Uma das coisas que não será possível fazer já nesta edição, mas que o responsável identifica como um dos entraves ao sucesso do programa, é alterar o valor do cheque-livro, que está nos 20 euros, “muito longe” daquilo que a APEL preconizou.
“Nós propusemos 100 euros porque nos parecia um valor compaginável com o objetivo de criar leitores. E não se criam leitores com a compra de um livro, criam-se leitores com uma regularidade do hábito da leitura e, portanto, isso pressupõe mais do que uma compra”, defendeu.
Apesar disso, considera fundamental promover a adesão à medida e reforçar a comunicação para que mais jovens aproveitem a oportunidade.
Observa-se uma forte correlação entre o resgate do cheque-livro e comunidades de estudantes universitários, pelo que as estratégias de comunicação têm de ser ajustadas para estimular a adesão, aproveitando datas especiais, como o Dia dos Namorados, exemplificou.
Também foram identificadas dificuldades operacionais, que “têm de ser revistas”, como a exigência da chave móvel digital, que pode ser um entrave para alguns utilizadores.
“Pode ser um pouco moroso no sentido em que ativar a chave móvel digital não é imediato, pode demorar uns dias, mas também me parece que não é isso que possa ser verdadeiramente desincentivador.
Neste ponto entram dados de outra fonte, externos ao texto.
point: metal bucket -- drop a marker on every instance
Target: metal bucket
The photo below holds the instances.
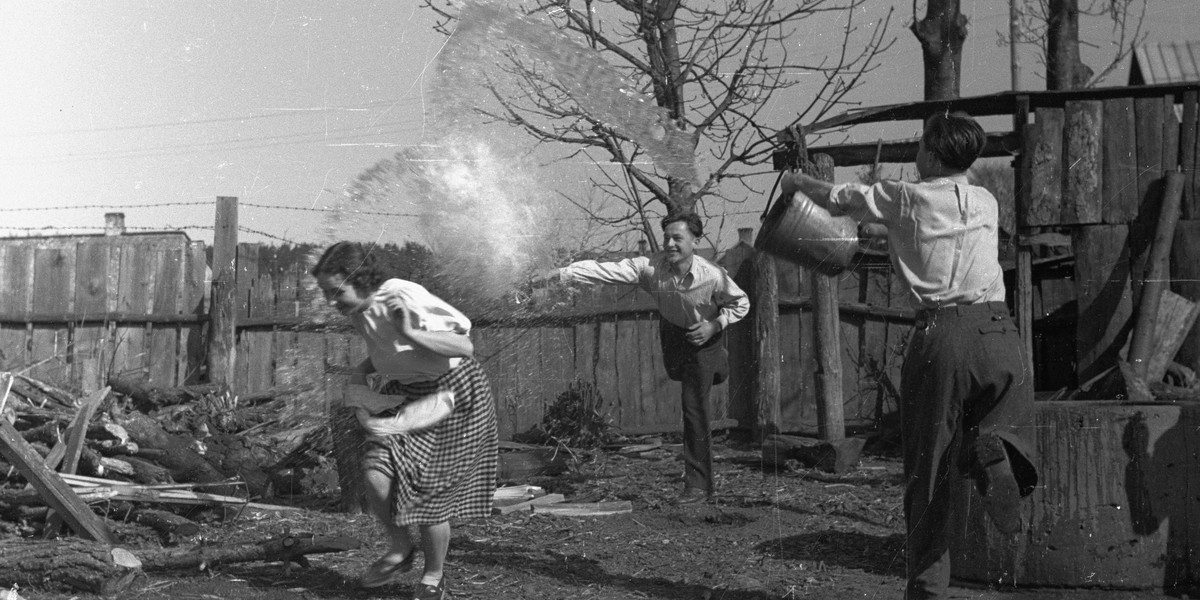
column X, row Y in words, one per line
column 804, row 233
São algumas arestas que têm de ser limadas, para além do desenvolvimento tecnológico”.
Na perspetiva dos livreiros, que “têm interagido com a APEL”, de facto, “é necessário agilizar a operação, garantindo todos os níveis de verificação e de auditoria sobre o programa”.
“Mas agilizar de modo a que, por exemplo, uma transação que ocorre num terminal de um retalhista aderente, ato contínuo, seja transposto para a plataforma cheque-livro, sem necessidade de haver aqui intervenção manual, que muitas vezes até conduz a erros”.
Miguel Pauseiro acredita, portanto, nos benefícios da medida a longo prazo, com os devidos ajustes e otimização.
Quanto à BiblioLED (plataforma de empréstimo de livros digitais e audiolivros), o responsável da APEL mantém as suas preocupações em relação aos direitos autorais e à economia do livro físico, especialmente no que diz respeito ao impacto nas livrarias locais e na definição territorial do acesso aos livros digitais.
Este é um ponto “não de somenos importância, que tem a ver objetivamente com os direitos de autor, que é a salvaguarda de que a partir desta plataforma não circulem cópias digitais, cópias dos livros que estão na plataforma”.
Outra questão que o preocupa tem a ver com a própria definição territorial, na medida em que, ao contrário daquilo que acontece com o livro físico numa biblioteca, na BiblioLED a “economia local do livro é claramente prejudicada”.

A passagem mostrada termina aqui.